Adanya budaya patriarki juga sangat mendasari adanya ketidakadilan gender. Patriarkhi merupakan sebuah sistem sosial yang menempatkan laki-laki sebagai sosok otoritas utama yang sentral dalam organisasi sosial. Dalam film Kartini ini perempuan sangat jauh keberadaannya dengan laki-laki sehingga perempuan terjajah dengan sikap laki-laki yang memandang rendah perempuan. Perempuan tidak boleh melebihi laki-laki karena kuasa laki-laki lebih tinggi ketimbang perempuan.

Bentuk ketidakadilan gender yang terdapat dalam film Kartini meliputi marginalisasi, subordinasi, stereotype, dan kekerasan. Apabila dilihat bedsarakan konsep ketidaksetraan gender maka banyak sekali dari adegan-adegan yang bisa dilihat dalam film Kartini 2017 ini.

  • Marginalisasi dalam film Kartini 2017 dapat dilihat dari segi penempatan perempuan jauh dibawah laki-laki. Seperti perempuan tidak boleh melakukan aktifitas yang sama seperti laki-laki. Tidak adanya jabatan perempuan di sektor pemerintahan juga merupakan contoh dari marginalisasi. Jabatan yang dimiliki semuanya di kuasai oleh laki-laki, laki-laki sangat memiliki peran yang sangat banyak pada zaman penjajahan di Indonesia. Hal ini didasari oleh faktor budaya, agama, dan Negara.
  • Subordinasi, bentuk subordinasi pada perempuan disebabkan adanya anggapan bahwa perempuan merupakan makhluk yang lemah, irasional, dan emosional sehingga perempuan tidak berhak memimpin dan bersekolah tinggi. Sehingga pada zaman itu wanita tidak ada yang berpendidikan tinggi dan Kartini ingin sekali menghilangkan konotasi itu dengan cara ia membuka sekolah geratis untuk perempuan-perempuan yang ada pada ssat itu. Tekad ia sangat kuat sehingga sampai sekarang para perempuan bisa untuk bersekolah tinggi.
  • Stereotyep, bentuk streotipe pada peremupuan Jawa berupa pelabelan bahwa perempuan Jawa tugas utamanya hanya melayani suami dengan cara mempercantik diri, memasak, dan urusan ranjang. Kartini ingin sekali merubah pandangan tentang pelebelan terhadap perempuan tersebut. Ia ingin sekali seperti perempuan-perempuan Belanda pada saat itu sehingga ia belajar kepada salah satu perempuan Belanda itu.
  • Kekerasan, Bentuk kekerasan yang terdapat dalam film ini berupa kekerasan fisik dan kekerasan emosional yang disebabkan oleh ketidaksetaraan kekuatan antara perempuan dan laki-laki. Proses pingitan yang dialami Kartini sudah termasuk kekerasan dikarenakan berupa paksaan yang sangat membuat emosi bergejolak. Pingitan itu dilakukan dalam waktu lama yang dimulai dari awal menstruasi sampai ada laki-laki yang mempersunting ia menjadi istrinya.

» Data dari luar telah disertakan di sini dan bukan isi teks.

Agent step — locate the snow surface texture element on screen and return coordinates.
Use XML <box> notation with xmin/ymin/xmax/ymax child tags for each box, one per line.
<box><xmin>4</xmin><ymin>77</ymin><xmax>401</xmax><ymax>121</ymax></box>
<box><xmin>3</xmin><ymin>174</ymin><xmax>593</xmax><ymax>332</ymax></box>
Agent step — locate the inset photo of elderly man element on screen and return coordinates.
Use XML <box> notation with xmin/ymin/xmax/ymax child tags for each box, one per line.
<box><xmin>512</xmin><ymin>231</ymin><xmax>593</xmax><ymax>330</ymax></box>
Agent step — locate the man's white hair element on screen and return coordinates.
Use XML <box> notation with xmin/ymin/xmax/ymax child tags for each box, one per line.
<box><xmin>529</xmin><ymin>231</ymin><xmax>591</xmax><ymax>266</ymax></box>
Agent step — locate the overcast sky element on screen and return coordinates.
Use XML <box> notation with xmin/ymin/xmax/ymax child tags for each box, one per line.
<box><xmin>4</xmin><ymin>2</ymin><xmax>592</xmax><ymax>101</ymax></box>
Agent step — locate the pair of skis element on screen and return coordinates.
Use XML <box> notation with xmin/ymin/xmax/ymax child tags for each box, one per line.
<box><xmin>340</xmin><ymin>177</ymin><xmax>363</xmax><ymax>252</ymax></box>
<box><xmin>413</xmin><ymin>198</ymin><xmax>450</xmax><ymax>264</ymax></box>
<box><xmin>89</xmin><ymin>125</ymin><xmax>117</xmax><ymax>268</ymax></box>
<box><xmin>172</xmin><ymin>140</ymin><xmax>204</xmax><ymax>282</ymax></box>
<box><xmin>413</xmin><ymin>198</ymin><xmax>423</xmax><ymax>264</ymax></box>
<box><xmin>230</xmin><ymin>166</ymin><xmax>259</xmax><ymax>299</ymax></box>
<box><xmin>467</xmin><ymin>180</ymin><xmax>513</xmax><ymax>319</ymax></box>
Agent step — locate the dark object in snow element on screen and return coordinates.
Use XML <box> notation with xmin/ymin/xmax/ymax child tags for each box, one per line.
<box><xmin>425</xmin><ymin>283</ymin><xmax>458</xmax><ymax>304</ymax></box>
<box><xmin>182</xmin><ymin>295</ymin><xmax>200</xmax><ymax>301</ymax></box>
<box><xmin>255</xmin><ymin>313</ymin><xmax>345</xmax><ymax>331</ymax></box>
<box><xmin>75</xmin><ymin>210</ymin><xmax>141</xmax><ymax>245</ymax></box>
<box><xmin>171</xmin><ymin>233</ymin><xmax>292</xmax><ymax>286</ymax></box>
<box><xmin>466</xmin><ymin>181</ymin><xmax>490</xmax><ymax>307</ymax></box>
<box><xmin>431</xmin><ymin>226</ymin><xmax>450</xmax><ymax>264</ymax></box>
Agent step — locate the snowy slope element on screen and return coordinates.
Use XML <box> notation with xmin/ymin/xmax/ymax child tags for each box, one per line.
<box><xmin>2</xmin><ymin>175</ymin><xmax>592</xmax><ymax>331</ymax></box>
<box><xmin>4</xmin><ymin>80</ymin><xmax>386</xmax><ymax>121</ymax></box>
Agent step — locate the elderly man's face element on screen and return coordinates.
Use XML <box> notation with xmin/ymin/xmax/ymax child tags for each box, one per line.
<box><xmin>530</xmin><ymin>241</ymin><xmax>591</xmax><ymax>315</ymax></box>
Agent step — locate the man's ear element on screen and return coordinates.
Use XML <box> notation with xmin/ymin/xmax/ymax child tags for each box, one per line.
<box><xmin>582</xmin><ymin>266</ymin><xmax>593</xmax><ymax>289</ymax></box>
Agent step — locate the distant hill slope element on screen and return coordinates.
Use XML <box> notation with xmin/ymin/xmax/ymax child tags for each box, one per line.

Dari film ini kita belajar dan mengetahui bagaimana perjuangan yang dilakukan Kartini sampai saat ini para perempuan dapat memperoleh haknya dan tanpa ada batasa antara laki-laki dan perempuan. Oleh sebab itu, buat para perempuan jangan menyianyiakan kesempatan yang telah di perjuangkan Kartini. Teruslah menjalankan pendidikan setinggi mungkin dan janganlah merasa ragu apabila ada yang berkata "buat apa sekolah tinggi-tinggi nanti juga bakalan duduk di dapur, mengurusi anak dan suami". Perkataan itu bukanlah penghalang untuk kita maju dan kita harus merubah pemikiran orang-orang yang seperti itu.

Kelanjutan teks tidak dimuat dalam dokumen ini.